Sa, 15. Dezember 2018

4 Festnahmen in Tirol

23.04.2018 11:59

Hoher Stromverbrauch verriet Cannabis-Züchter

Sein auffällig hoher Stromverbrauch wurde nun einem Holländer (42) im Tiroler Zillertal zum Verhängnis. Die Polizei ging einem anonymen Hinweis nach und fand in der Wohnung des Mannes unter anderem eine Cannabisplantage mit 200 in Blüte stehenden Pflanzen. Der Verdächtige rechtfertigte sich damit: Es sei alles für den Eigengebrauch! Abgesehen von diesem Fall konnte die Polizei auch noch ein britisches Trio entlarven, das im Rahmen des „Snowbombing-Festivals“ in Mayrhofen in großem Stil mit Drogen gedealt haben soll.

Fall 1: Anfang April ging bei der Polizeiinspektion Mayrhofen ein Hinweis ein, dass eine Wohnung in einem Mehrparteienhaus einen verdächtig hohen Stromverbrauch aufweisen soll. Beamte wollten daraufhin die Wohnung genauer unter die Lupe nehmen. Und als der 42-jährige Mieter den Polizisten öffnete, drang bereits „eindeutiger und intensiver Cannabisgeruch“ aus den Räumlichkeiten, heißt es aus Ermittlerkreisen. In einem 20 Quadratmeter großen Zimmer entdeckten die Beamten dann eine professionell angelegte Cannabisplantage mit 200 in Blüte stehenden Pflanzen.

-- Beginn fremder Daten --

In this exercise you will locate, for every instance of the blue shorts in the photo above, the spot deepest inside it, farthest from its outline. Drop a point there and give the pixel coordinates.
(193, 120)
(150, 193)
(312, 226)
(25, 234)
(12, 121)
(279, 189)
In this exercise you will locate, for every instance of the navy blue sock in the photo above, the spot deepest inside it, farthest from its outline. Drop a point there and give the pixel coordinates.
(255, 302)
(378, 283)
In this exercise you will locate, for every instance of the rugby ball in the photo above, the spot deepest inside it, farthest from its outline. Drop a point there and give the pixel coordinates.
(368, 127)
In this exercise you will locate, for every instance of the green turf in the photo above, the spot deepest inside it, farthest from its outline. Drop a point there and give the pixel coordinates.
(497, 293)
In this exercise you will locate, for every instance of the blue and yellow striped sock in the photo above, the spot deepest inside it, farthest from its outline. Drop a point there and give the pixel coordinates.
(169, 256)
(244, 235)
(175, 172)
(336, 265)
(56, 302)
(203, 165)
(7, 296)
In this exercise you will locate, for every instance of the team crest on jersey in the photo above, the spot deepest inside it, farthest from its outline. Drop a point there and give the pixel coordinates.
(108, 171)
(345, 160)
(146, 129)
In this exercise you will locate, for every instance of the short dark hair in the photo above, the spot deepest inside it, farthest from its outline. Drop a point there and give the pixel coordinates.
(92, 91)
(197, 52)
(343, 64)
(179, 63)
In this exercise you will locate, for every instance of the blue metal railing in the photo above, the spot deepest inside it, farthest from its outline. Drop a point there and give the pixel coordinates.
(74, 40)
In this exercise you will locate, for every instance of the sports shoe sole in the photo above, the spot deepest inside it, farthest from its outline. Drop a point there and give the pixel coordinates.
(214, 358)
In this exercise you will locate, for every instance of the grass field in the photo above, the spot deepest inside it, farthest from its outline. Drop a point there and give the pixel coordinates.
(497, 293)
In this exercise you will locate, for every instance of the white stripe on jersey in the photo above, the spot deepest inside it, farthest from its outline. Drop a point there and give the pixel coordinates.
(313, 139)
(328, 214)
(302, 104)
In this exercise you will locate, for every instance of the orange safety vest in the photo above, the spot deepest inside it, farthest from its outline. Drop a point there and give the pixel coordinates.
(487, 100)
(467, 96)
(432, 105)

Weitere Wohnung im Visier der Ermittler
Im Zuge der Ermittlungen stießen die Ermittler dann auf eine Wohnung in Innsbruck, die ebenfalls vom 42-jährigen Verdächtigen genutzt wurde. Bei einer Hausdurchsuchung wurden dort rund sechs Kilo Cannabiskraut, sechs Gramm Koks und rund 15.000 Euro Bargeld sichergestellt.

Großdealer entlarvt?
„Aufgrund der Größe der Plantage, die vermutlich pro Ernte einen Ertrag von ca. sechs Kilogramm Marihuana ergeben dürfte (Straßenverkaufswert rund 60.000 Euro, Anm.), sowie der in der zweiten Wohnung vorgefundenen Beweismittel steht der Beschuldigte im Verdacht, schon mehrfach größere Mengen Marihuana erzeugt und anschließend verkauft zu haben“, so die Polizei.

Der Verdächtige sitzt mittlerweile in U-Haft. Er behauptet laut den Ermittlern, dass er das Cannabis für den Eigengebrauch angebaut habe.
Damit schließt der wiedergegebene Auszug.